Linked Data Infrastructures for Digital Humanities – Experiences from Practical Applications

Eero Hyvonen

A major challenge in publishing linked Cultural Heritage (CH) on the web is semantic interoperability. This is due to the heterogeneity of the contents and the distributed content creation model where publishers focus on their own data with little consideration on the others’ data. Since historical collections nearly always contain text, various shared challenges of knowledge extraction are encountered in the content creation process. For example, one has to deal with OCR errors, data cleaning, recognize names and other entities, and more complex structures based on them. A tricky question encountered immediately is how to do semantic disambiguation between names and concepts in order to do data linking correctly. As a solution approach, the “Sampo” model is presented arguing for establishing a shared Linked Data content and service infrastructure for an application domain, and more generally beyond that, on a national and international level. The model is based on using domain independent data standards, on a model for aligning metadata models, and on sharing domain specific ontologies for populating the metadata models. The harmonized data is published for machines as a linked data service infrastructure, to be used by applications for human users. To illustrate and evaluate the model and need for shared Linked Data infrastructures, several applications on the Web, such as CultureSampo, BookSampo, WarSampo, and Norssi Alumni on the Semantic Web, are presented. Here a related linguistic service ARPA, ontology services ONKI/Finto and HIPLA for keyword thesauri and historical places and maps, and the Linked Data Finland platform for data services are used.

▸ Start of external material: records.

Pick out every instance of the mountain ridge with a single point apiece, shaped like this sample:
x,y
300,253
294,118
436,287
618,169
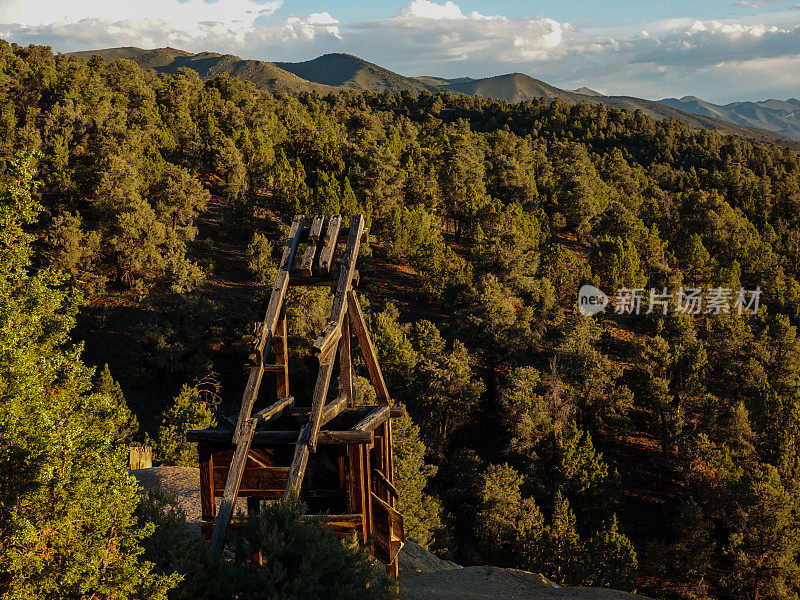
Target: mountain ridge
x,y
340,71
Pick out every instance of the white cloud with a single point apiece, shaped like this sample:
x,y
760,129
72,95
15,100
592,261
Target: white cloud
x,y
186,16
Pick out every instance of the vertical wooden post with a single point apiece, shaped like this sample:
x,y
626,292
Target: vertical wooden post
x,y
356,486
254,507
345,362
393,569
207,507
282,358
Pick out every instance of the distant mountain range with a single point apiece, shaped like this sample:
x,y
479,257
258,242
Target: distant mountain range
x,y
779,116
771,120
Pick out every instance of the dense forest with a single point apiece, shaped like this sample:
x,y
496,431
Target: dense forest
x,y
655,452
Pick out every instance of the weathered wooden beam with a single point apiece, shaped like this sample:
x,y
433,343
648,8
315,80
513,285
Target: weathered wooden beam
x,y
311,246
359,324
269,324
299,462
329,245
282,357
345,362
208,509
332,280
331,410
386,483
265,415
373,419
333,328
319,398
281,438
232,484
330,343
344,232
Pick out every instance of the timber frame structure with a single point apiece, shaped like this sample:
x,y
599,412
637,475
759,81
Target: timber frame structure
x,y
335,456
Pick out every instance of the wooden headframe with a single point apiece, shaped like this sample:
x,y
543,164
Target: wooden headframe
x,y
346,316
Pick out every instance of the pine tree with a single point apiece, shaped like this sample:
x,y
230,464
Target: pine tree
x,y
67,528
421,512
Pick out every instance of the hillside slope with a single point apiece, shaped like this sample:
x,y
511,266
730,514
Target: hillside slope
x,y
210,64
425,576
351,72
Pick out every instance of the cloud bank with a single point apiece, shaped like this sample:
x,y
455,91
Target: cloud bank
x,y
720,60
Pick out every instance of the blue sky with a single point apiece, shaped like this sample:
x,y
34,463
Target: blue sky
x,y
720,50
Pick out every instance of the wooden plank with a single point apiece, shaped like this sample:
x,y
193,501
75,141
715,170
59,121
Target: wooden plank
x,y
269,325
343,233
332,409
299,462
357,487
265,415
386,483
282,438
329,345
346,363
388,530
281,358
319,398
333,328
367,507
377,416
311,247
329,244
208,508
359,324
232,486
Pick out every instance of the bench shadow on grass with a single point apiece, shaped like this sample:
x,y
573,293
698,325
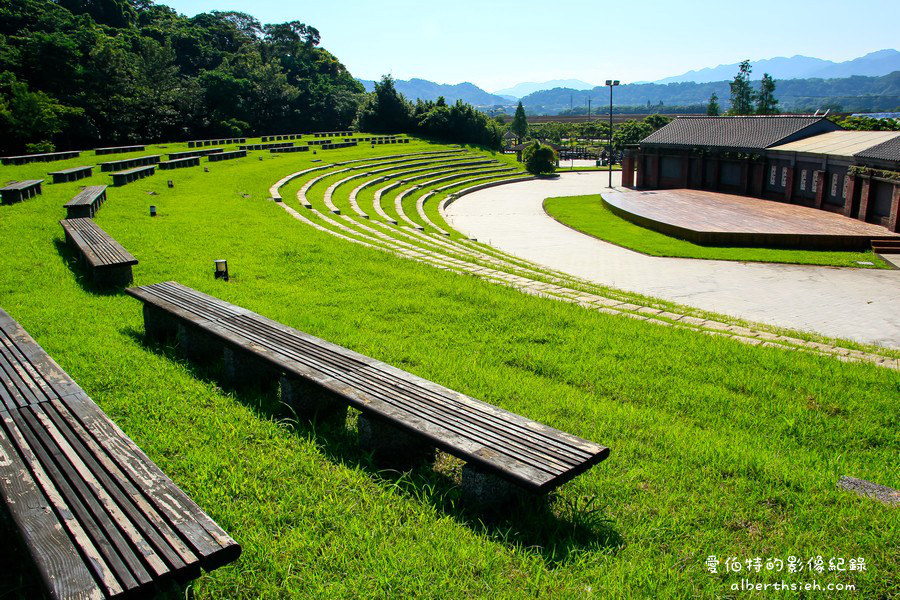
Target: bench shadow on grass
x,y
75,264
555,528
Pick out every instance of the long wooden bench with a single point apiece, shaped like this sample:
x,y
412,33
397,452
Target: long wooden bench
x,y
129,163
95,515
226,155
125,177
21,190
86,203
402,415
179,163
73,174
107,261
43,157
118,150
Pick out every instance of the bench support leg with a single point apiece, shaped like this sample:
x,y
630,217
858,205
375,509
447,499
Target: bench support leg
x,y
243,369
159,326
197,345
390,445
486,491
113,276
309,401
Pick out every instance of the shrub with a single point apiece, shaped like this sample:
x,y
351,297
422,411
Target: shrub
x,y
540,159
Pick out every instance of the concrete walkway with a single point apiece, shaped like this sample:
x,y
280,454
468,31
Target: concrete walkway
x,y
856,304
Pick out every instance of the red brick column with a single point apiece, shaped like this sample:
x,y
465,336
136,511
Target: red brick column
x,y
789,185
714,184
652,179
851,189
820,188
642,170
894,214
628,171
865,194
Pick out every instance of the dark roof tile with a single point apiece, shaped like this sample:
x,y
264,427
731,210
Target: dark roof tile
x,y
736,133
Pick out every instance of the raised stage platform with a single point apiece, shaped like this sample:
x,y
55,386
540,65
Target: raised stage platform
x,y
717,219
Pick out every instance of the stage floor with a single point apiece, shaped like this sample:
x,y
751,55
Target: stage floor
x,y
717,219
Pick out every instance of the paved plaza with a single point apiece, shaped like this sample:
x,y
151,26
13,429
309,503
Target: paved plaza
x,y
856,304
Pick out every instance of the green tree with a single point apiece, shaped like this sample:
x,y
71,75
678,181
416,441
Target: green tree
x,y
766,104
519,125
540,159
742,91
712,109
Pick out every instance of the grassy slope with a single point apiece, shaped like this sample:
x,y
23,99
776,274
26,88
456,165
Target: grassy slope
x,y
588,214
717,448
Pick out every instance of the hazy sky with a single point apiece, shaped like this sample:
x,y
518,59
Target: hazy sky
x,y
496,44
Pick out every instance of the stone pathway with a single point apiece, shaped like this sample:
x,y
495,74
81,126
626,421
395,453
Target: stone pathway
x,y
857,304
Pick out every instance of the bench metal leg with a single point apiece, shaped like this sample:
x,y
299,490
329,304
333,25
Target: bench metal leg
x,y
311,401
486,491
196,344
243,369
391,445
159,325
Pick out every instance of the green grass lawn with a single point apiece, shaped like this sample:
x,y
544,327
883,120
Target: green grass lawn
x,y
718,448
589,215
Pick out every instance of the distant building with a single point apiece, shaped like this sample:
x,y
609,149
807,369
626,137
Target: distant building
x,y
789,158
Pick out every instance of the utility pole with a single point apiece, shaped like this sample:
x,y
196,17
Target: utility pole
x,y
611,83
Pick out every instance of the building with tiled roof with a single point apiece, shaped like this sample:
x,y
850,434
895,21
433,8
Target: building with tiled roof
x,y
801,159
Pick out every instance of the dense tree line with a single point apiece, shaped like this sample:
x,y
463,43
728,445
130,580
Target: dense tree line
x,y
386,110
78,73
81,72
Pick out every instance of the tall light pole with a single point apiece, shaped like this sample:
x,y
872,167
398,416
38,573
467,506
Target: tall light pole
x,y
611,83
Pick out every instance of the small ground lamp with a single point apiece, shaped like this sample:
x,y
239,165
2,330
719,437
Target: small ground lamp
x,y
222,269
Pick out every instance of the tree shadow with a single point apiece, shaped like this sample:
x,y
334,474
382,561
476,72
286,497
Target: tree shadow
x,y
556,528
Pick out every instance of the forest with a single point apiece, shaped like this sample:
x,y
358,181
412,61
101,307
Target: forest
x,y
81,73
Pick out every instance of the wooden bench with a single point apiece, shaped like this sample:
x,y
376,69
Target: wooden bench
x,y
43,157
73,174
21,190
402,415
107,261
86,203
125,177
95,515
118,150
180,163
226,155
129,163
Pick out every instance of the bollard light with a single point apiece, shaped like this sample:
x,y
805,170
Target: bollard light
x,y
222,269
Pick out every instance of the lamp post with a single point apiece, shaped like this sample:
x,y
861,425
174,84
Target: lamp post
x,y
611,83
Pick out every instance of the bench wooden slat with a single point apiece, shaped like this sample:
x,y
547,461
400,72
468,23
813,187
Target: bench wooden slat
x,y
533,455
63,573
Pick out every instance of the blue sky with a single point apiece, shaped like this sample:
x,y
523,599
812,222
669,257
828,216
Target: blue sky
x,y
496,44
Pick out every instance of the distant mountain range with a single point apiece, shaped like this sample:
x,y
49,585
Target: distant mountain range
x,y
870,82
428,90
523,89
877,63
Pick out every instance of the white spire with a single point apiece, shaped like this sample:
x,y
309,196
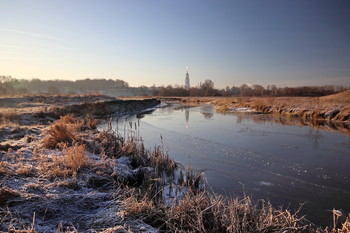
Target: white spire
x,y
187,80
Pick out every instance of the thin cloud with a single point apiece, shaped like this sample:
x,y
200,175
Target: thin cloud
x,y
27,33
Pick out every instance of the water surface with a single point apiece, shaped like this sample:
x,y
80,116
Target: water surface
x,y
287,164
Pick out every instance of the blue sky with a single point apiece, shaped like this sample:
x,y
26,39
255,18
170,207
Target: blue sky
x,y
287,43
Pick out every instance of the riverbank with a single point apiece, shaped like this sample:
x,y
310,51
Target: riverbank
x,y
327,108
64,175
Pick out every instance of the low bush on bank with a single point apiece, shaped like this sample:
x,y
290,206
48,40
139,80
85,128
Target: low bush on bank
x,y
63,131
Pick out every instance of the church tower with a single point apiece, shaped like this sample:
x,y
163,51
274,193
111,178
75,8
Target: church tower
x,y
187,80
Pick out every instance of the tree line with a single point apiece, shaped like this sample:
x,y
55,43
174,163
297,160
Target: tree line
x,y
117,87
207,89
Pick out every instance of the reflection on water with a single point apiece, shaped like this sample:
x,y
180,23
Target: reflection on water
x,y
187,116
288,161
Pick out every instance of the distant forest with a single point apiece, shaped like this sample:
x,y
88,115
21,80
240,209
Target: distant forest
x,y
12,86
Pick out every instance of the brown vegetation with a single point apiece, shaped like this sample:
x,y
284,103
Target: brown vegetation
x,y
61,132
193,209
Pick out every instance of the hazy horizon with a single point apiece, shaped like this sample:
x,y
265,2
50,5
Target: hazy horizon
x,y
286,43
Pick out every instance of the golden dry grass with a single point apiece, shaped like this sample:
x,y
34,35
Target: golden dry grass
x,y
72,160
63,131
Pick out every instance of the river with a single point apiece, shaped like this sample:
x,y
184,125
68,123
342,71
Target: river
x,y
255,155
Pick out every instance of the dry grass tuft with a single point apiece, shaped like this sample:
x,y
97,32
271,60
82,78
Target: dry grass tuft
x,y
7,194
162,162
206,212
75,157
6,169
9,117
63,131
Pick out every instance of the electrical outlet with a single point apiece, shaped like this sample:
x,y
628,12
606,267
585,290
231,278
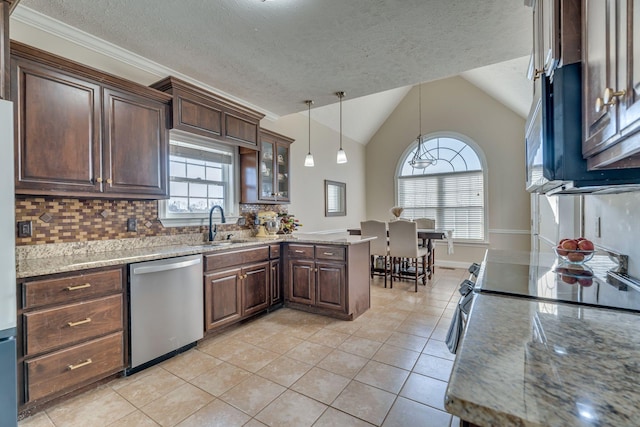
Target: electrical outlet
x,y
24,229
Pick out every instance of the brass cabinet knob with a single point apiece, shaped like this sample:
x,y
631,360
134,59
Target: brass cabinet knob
x,y
537,73
610,95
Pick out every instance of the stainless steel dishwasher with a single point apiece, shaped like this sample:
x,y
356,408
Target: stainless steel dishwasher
x,y
166,309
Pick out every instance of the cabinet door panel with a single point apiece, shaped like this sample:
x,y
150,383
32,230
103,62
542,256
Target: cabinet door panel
x,y
255,288
223,302
598,73
302,281
58,131
331,286
135,146
276,286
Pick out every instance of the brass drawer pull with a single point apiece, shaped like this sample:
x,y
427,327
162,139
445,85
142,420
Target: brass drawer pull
x,y
79,365
75,288
80,322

Eero Hyvönen is director of Helsinki Centre for Digital Humanities (HELDIG) at the University of Helsinki and professor of semantic media technology at Aalto University, Department of Computer Science where he directs the Semantic Computing Research Group (SeCo) specializing on Semantic Web technologies and applications. A major recent theme (2001-) in his research has been development of the national level semantic web infrastructure and its applications in different areas. Eero Hyvönen has published nearly 400 research articles and books and has got several international and national awards. He acts in the editorial boards of Semantic Web – Interoperability, Usability, Applicability, Semantic Computing, International Journal of Metadata, Semantics, and Ontologies, and International Journal on Semantic Web and Information Systems, and has co-chaired and acted in the programme committees of tens of major conferences.